Monday, March 5, 2007

Philadelphia: A city's state

posted by Andy Leff
Last week, Team IncPlace went native.

That is, we attended Philadelphia’s Fifth Annual State of the City, hosted by the Center City Proprietors Association (CCPA). This event brings together local business and civic leaders to discuss achievements and failures of the past year, and set goals for the coming one.

This year, it also brought me and Seun, who live and work in Philadelphia, putting us in the unique position to comment as citizens and businessmen. Here are our observations.

Philly's Top Challenges

Some of the speakers talked about making the city friendlier to venture capitalists and financial institutions to attract new business, and help the city incubate strong business ideas. Easier said than done in our fair city, thanks to several significant roadblocks.

One, nobody wants to pay Philly’s high business privilege tax. Apparently, no one on the panel wanted to discuss it either, and never explained why the business tax hasn't been lowered yet, or removed entirely.

One panelist even went so far as to defend the tax structure, saying Europeans find us a bargain, thanks to the exchange rate. This is more than a non-sequitur, it’s total crap. How many mega European conglomerate companies do you see investing in downtown Philadelphia?

Point is, favorable tax structures encourage business development. You can’t have one without the other. Philly has neither.

Two, Philly is not generally viewed as a progressive city.
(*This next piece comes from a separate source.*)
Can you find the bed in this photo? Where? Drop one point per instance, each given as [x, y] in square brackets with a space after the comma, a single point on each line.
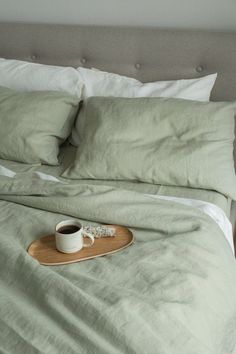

Other cities have boasted skyscraper-rich skylines and strong business communities for years. But the new office towers in Philly's skyline are recent, and old ones are mostly vacant.

Moreover, only two of those new towers are successful right now: the Cira Centre and the Comcast Center, which is under construction. And the reason for their leasing success? The offer of 10-year tax abatements. (See point number one.)
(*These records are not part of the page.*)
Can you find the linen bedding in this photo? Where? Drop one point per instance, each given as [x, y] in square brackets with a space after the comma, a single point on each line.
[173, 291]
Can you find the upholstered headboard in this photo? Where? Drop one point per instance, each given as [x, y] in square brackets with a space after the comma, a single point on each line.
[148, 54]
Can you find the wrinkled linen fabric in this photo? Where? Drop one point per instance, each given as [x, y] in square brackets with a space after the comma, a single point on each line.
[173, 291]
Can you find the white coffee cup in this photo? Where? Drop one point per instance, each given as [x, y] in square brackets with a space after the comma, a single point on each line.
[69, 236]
Finally, Philadelphia lacks the Internet infrastructure to tap into the global economy. To its credit, the city has several WiFi programs in the works. When completed, these will help local business access new opportunities online, reach new audiences, and participate fully in the global exchange.

Until then, however, businesses are under economic house arrest, confined to the national marketplace.
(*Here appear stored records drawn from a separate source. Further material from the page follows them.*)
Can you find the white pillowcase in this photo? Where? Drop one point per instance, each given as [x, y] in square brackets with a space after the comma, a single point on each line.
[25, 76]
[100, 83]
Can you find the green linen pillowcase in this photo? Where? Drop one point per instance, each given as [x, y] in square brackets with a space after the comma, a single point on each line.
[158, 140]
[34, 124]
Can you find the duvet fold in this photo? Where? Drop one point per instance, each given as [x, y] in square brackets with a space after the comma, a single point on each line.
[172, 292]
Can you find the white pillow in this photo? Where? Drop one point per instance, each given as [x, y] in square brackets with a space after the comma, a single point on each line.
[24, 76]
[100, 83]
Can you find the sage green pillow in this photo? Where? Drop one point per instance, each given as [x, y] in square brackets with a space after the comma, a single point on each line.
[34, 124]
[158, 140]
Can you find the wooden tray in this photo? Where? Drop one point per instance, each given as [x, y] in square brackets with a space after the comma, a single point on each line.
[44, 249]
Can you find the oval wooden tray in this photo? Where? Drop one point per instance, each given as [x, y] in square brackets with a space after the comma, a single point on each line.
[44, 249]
Philly's Best Opportunities

Lest readers outside the area think Philly is a business development backwater, here are a few ways Philly is poised to fully earn the title ‘next great city.’

I was intrigued by the use of new media at Greater Philadelphia Tourism Marketing Corporation. President and CEO Meryl Levitz spoke about her organization’s efforts to embrace new social media as a way to spread their messages. They’ve even hired a social media director to spearhead the changes.

No time like the present! The current Web 2.0 landscape is the perfect breeding ground for such expansion. Communities and businesses have tremendous opportunity to promote themselves over many different channels, and reach a large, diverse audience quickly and inexpensively.

Social media can also support Thomas Morr’s call at Select Greater Philadelphia for outreach programs that educate organizations about doing business in Philadelphia. The right promotional materials, applied appropriately, can be a great complement to the city’s revamped image, and help reinforce positive positioning.

The most telling moment of the evening came at its very end. Krista Bard, CCPA’s president, directly expressed her concerns to me about how businesses must get online in order to succeed.

She’s heard countless stories of business owners frustrated with getting online these days. Yet why is this even an issue, she asked, considering all the new Web 2.0 community building tools available, and the supposed ease of e-commerce?

Sad, but true, Krista. There’s a business side to the digital divide that few discuss, but many experience. And it’s preventing small businesses from capturing e-commerce profits, and large and mid-sized business from capturing new customers and vendors.

Herein lies Philly’s biggest opportunity. The city can deliver a one-two punch to the competition by attracting new businesses, and then helping them all get online, too. This will put the City of Brotherly Love on the map, online and offline, and turn the Sixth Annual State of the City into a celebration.